Now, a new owner has got his claws into the site best known as the former Samson and Hercules ballroom and nightclub, with the aim of turning it into Norwich’s first lobster restaurant.
Mike Phillips is managing the £120,000 project with the aim of Just Lobsters being open at the Tombland-location on October 1.
Mr Phillips, who ran a similar venture in Norwich’s Timberhill almost two decades ago, said: “We are bringing lobsters to the people. They are perceived as being a luxury food, but they don’t have to be.
“Our lobsters will come from Canada and Maine in the US. I would love to buy local but prices for local lobsters are excessive. The restaurant will also serve shellfish, prawns, and you will be able to get steak, if you don’t like lobsters. We will have about 15 staff.”

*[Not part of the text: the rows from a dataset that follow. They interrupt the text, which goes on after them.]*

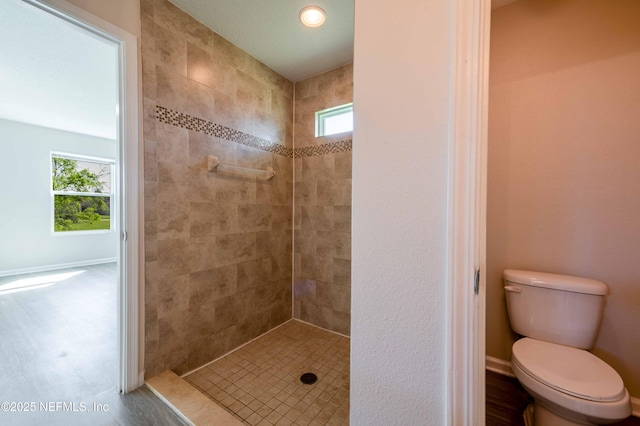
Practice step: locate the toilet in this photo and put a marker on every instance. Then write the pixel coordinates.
(559, 317)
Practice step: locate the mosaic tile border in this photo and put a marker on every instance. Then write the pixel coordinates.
(327, 148)
(185, 121)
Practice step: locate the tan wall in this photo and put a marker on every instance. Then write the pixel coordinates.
(564, 160)
(322, 266)
(218, 248)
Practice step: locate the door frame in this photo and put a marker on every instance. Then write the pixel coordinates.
(129, 175)
(467, 212)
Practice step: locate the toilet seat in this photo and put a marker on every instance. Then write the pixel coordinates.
(571, 371)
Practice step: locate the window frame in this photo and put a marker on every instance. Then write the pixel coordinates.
(111, 194)
(321, 117)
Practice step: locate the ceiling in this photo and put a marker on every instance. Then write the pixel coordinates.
(53, 74)
(271, 32)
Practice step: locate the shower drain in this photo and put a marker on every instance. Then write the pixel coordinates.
(308, 378)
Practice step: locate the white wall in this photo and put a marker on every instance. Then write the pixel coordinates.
(401, 104)
(26, 237)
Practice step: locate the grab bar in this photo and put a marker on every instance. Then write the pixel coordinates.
(214, 165)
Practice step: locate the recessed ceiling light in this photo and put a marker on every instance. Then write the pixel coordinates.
(312, 16)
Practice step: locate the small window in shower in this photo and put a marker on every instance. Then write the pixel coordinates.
(334, 120)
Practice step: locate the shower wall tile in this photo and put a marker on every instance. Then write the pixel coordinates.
(322, 214)
(217, 248)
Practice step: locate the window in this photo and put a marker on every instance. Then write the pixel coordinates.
(334, 120)
(82, 193)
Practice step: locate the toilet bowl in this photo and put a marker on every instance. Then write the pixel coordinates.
(570, 386)
(559, 317)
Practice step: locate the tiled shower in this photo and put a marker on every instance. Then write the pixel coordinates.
(226, 258)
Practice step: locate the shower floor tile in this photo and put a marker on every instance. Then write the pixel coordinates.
(260, 382)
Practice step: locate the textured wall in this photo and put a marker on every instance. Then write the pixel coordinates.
(563, 175)
(217, 248)
(322, 266)
(400, 155)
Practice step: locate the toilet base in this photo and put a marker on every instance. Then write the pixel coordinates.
(544, 417)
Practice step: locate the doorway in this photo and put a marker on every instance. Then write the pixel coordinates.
(58, 119)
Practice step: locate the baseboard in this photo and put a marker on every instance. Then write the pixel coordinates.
(503, 367)
(499, 366)
(8, 272)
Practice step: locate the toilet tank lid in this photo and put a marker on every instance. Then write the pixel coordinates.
(555, 281)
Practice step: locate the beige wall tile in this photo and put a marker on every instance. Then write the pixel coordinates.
(213, 284)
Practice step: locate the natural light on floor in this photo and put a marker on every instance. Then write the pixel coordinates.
(35, 282)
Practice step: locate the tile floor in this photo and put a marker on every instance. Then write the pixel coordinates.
(259, 383)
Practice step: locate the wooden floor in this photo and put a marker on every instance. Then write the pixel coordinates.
(58, 359)
(506, 401)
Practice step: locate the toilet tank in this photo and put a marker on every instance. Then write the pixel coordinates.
(555, 308)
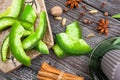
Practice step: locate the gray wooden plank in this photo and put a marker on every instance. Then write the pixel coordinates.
(76, 65)
(112, 6)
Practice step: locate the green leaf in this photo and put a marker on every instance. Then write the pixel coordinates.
(116, 15)
(98, 52)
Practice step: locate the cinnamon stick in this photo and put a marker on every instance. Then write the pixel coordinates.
(50, 72)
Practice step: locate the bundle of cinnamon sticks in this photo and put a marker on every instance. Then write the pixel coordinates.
(48, 72)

He said future plans include turning the basement into a crypt bar, in about a year’s time. He said they planned to open two more similar restaurants in East Anglia in the next few years.

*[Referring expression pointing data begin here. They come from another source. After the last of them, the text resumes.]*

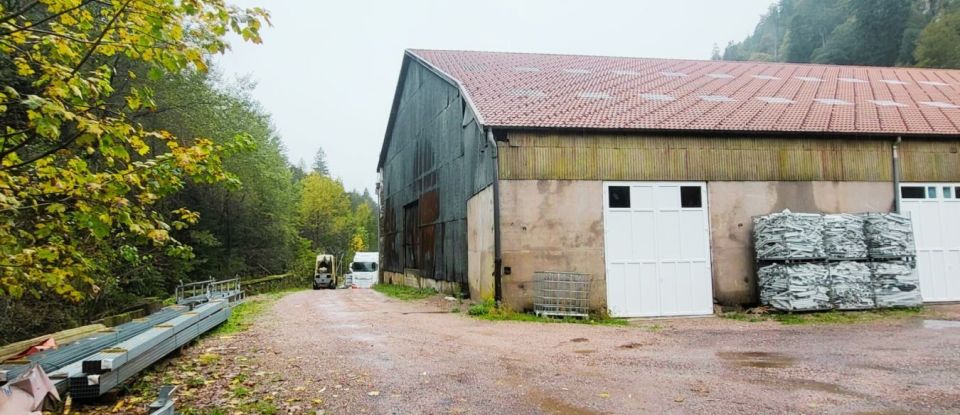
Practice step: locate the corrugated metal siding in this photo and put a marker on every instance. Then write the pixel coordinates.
(616, 157)
(931, 161)
(435, 158)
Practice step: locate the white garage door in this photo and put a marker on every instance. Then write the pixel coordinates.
(935, 209)
(657, 246)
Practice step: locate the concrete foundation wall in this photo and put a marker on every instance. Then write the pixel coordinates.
(480, 245)
(411, 278)
(734, 204)
(551, 225)
(557, 225)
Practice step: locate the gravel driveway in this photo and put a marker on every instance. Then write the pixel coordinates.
(361, 352)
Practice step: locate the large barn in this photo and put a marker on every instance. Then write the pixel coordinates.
(646, 173)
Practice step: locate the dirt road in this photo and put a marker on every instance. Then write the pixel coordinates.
(358, 351)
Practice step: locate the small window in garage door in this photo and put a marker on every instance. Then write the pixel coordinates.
(691, 197)
(935, 211)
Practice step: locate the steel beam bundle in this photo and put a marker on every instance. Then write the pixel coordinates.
(52, 361)
(116, 356)
(111, 367)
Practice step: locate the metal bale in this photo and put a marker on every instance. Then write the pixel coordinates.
(844, 237)
(851, 286)
(895, 284)
(788, 235)
(795, 287)
(889, 235)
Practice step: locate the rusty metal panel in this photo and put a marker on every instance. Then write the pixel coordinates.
(436, 160)
(650, 157)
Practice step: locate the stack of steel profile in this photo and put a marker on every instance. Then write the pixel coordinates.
(851, 286)
(57, 362)
(795, 287)
(843, 237)
(107, 369)
(895, 284)
(788, 236)
(889, 235)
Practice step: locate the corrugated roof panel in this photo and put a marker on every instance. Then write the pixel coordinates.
(663, 94)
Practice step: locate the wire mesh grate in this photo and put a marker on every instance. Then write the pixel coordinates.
(561, 294)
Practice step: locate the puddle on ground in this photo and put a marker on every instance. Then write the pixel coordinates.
(941, 324)
(816, 386)
(763, 360)
(425, 312)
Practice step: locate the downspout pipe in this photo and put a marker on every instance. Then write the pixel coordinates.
(896, 174)
(497, 257)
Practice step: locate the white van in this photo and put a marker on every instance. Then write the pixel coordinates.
(364, 269)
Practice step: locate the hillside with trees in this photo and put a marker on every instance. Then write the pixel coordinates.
(127, 165)
(922, 33)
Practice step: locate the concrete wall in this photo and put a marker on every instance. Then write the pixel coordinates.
(557, 225)
(551, 225)
(480, 245)
(734, 204)
(412, 278)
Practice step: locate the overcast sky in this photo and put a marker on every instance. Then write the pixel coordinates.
(328, 69)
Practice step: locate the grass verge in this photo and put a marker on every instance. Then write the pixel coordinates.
(489, 311)
(403, 292)
(828, 317)
(244, 313)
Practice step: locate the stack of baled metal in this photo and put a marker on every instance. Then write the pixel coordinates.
(839, 261)
(795, 287)
(895, 284)
(787, 235)
(844, 237)
(889, 235)
(851, 286)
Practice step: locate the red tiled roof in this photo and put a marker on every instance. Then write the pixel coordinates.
(569, 91)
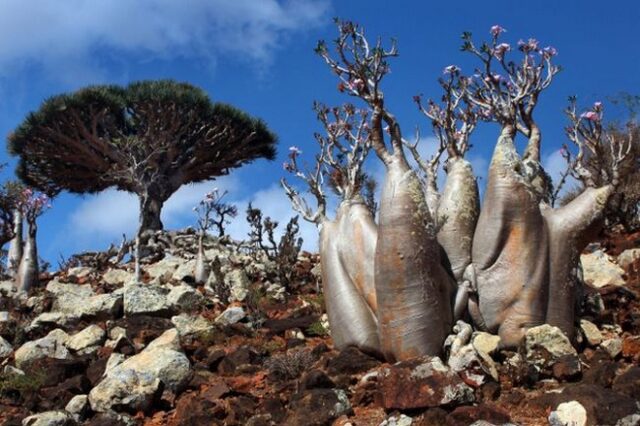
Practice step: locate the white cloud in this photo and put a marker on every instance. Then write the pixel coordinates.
(273, 203)
(64, 35)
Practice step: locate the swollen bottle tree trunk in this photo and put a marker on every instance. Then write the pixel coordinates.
(510, 250)
(458, 212)
(28, 270)
(345, 274)
(16, 246)
(570, 229)
(414, 291)
(347, 243)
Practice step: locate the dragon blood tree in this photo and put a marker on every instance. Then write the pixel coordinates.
(347, 243)
(525, 253)
(32, 205)
(149, 138)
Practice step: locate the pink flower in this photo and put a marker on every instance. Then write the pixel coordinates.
(528, 46)
(451, 69)
(501, 49)
(496, 30)
(590, 115)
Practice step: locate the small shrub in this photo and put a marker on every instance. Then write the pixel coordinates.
(289, 365)
(317, 329)
(22, 384)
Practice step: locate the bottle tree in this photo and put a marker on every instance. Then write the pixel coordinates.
(148, 138)
(510, 264)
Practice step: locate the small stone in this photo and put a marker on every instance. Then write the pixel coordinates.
(401, 420)
(184, 298)
(78, 405)
(231, 315)
(628, 257)
(90, 336)
(545, 344)
(238, 284)
(118, 277)
(49, 418)
(421, 383)
(600, 270)
(145, 300)
(631, 347)
(190, 326)
(50, 346)
(612, 346)
(5, 348)
(591, 332)
(485, 342)
(569, 414)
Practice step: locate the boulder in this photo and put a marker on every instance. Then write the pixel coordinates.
(568, 413)
(90, 336)
(142, 299)
(137, 381)
(231, 315)
(546, 344)
(50, 346)
(237, 282)
(49, 418)
(421, 383)
(600, 270)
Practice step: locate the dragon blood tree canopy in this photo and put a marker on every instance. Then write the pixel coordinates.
(149, 138)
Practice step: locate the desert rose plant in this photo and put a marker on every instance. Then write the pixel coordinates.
(438, 256)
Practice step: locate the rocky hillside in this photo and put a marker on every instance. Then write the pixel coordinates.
(91, 346)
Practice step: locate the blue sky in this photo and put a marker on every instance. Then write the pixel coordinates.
(258, 55)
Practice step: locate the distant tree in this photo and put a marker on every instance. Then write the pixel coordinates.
(149, 138)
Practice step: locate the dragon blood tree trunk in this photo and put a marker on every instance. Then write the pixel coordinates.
(458, 210)
(15, 248)
(413, 289)
(202, 271)
(352, 320)
(150, 209)
(571, 227)
(510, 250)
(28, 270)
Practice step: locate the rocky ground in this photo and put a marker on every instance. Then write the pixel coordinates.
(93, 347)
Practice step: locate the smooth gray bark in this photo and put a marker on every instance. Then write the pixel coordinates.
(16, 245)
(414, 290)
(353, 321)
(28, 270)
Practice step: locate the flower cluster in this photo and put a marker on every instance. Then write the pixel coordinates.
(33, 203)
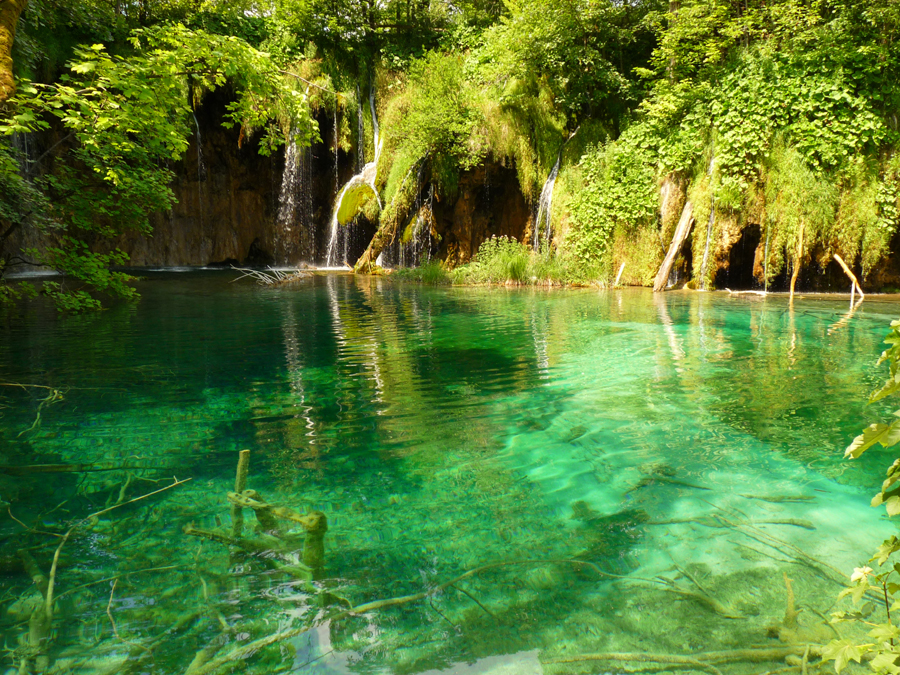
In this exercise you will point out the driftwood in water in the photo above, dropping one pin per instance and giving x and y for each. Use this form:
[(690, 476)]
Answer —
[(270, 542), (678, 239), (854, 284)]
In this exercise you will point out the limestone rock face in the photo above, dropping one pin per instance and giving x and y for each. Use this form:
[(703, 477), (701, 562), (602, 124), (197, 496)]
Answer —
[(489, 203), (228, 202)]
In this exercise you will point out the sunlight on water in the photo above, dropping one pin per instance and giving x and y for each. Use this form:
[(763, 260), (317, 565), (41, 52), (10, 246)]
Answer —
[(648, 468)]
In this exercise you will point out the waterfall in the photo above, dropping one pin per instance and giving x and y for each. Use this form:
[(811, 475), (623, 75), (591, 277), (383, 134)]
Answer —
[(544, 205), (360, 134), (340, 237), (201, 179), (546, 201), (201, 165), (712, 218), (23, 145), (287, 204), (418, 248), (295, 237)]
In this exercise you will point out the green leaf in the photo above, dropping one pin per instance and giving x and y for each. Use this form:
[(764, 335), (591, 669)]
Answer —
[(885, 662), (842, 652), (885, 434)]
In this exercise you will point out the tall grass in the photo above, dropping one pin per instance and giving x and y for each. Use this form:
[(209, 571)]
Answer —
[(502, 260)]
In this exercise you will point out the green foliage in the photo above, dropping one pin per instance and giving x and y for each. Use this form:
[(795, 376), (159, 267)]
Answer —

It is thought the current building was built by the Mayor of Norwich, Christopher Jay, in 1657, with the famous statues originally made from timber, but white replicas installed when Samson lost an arm.
The building once housed a large swimming pool. Later on, a dance floor was installed over the top of it and it was transformed into a ballroom in 1939. At that time it became a popular venue with the troops stationed in Norwich. But it was severely damaged by fire in 1944 and was renovated and partly reconstructed in the early 1950s.
Many Norwich couples first met each other there and it was a popular wedding reception venue in the 1940s and 1950s.
Over the years, as the venue went from being a ballroom to the nightclub Ritzy’s and Fifth Avenue, and more recently Ikon.
There were once plans for the statues to be removed, which sparked a public outcry. As a result, they were retained and restored.
The ground floor and basement of the building has been empty for six years, although the upper floors have been turned into four flats.
The old ballroom/nightclub has been split in two with the former dance floor at the back now a car park. As part of the transformation, the front part of the building will be repainted, and the two iconic statues, of Samson and Hercules, are staying.
They will be painted gold while the front of the building gets a beige and grey makeover. Meanwhile, Norwich could be going from a city without any lobster restaurants to one with two.
The former Tea and Little Cakes cafe in Timberhill has a sign on it saying ‘Coming Soon, Love Lobsters’.
Mr Phillips added: “Norwich could be looking at lobster wars.”